Canada Population Growth Slows Following Temporary Residence Crack Down

Canada added new residents at the slowest pace in three years due to falling immigration, winding down a post-pandemic population boom that strained the economy and soured public sentiment toward newcomers.

Bloomberg reports that Canada added new residents at the slowest pace in three years due to falling immigration, winding down a post-pandemic population boom that strained the economy and soured public sentiment toward newcomers.

The country’s population grew at an annual rate of 1.8% last year, a marked slowdown from 3.1% in 2023 and 2.5% in 2022, according to Statistics Canada’s estimate published Wednesday. With 744,324 peopled added, the number of total inhabitants reached 41.5 million.

While the majority of that growth was driven by international migration, restrictions imposed by former Prime Minister Justin Trudeau’s government have started to curb new arrivals and reduce the number of temporary residents in the country.

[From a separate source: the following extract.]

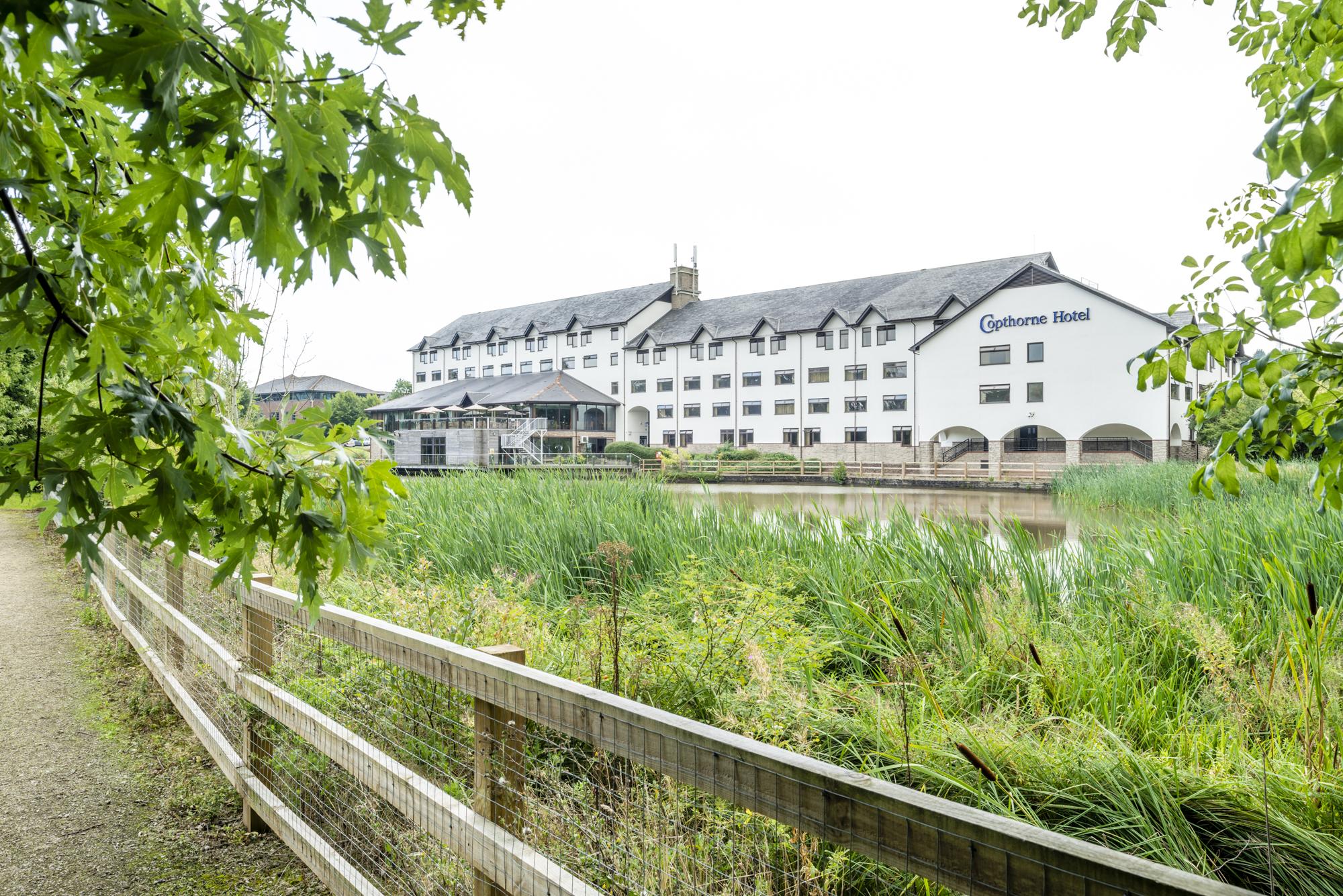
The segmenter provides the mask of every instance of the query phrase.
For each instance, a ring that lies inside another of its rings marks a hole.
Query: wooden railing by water
[[[819,893],[799,837],[892,885],[1246,893],[215,571],[109,537],[91,581],[248,824],[336,893]]]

For much of the past three years, Canada had seen record-breaking population growth driven entirely by massive increases of foreign arrivals. Influxes of international students, foreign workers and refugees had exceeded the country’s capacity to absorb them.

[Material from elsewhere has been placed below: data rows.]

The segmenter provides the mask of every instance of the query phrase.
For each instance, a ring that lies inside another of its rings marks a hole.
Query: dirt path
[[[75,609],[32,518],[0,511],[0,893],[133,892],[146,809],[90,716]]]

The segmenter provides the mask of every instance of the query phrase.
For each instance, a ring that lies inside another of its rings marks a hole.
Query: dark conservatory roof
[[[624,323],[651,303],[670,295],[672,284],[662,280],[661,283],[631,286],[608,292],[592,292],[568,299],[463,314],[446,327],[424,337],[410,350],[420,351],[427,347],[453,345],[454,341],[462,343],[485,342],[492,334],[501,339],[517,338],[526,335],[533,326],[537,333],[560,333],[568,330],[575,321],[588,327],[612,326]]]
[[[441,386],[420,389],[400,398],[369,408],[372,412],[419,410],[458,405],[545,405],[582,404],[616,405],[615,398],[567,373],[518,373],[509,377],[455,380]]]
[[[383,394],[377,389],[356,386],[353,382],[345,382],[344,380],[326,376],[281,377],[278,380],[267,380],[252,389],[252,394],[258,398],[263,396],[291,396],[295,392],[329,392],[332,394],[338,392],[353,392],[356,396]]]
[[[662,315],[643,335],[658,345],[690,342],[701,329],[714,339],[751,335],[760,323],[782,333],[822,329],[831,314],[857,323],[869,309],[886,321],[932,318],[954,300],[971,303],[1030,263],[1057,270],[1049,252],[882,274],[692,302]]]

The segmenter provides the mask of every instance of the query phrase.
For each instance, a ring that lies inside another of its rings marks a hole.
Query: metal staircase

The resulting higher unemployment rate and worsening housing shortages turned newcomer-embracing Canadians to skeptics of mass immigration, forcing the government to scale back its ambitions to quickly grow the labor force and stave off decline from an aging populace.

Still, like many advanced economies, Canada’s birth rates have been falling. Only 2.7% of new residents were from a natural increase. That points to a challenge for future governments to balance short-term needs with long-term prospects.

Trudeau’s successor, Prime Minister Mark Carney, and his chief rival, Conservative Leader Pierre Poilievre, are vying to win the next election expected in the coming weeks. They have both suggested their respective Liberal and Conservative governments would ensure immigration levels are in line with economic needs and capacities.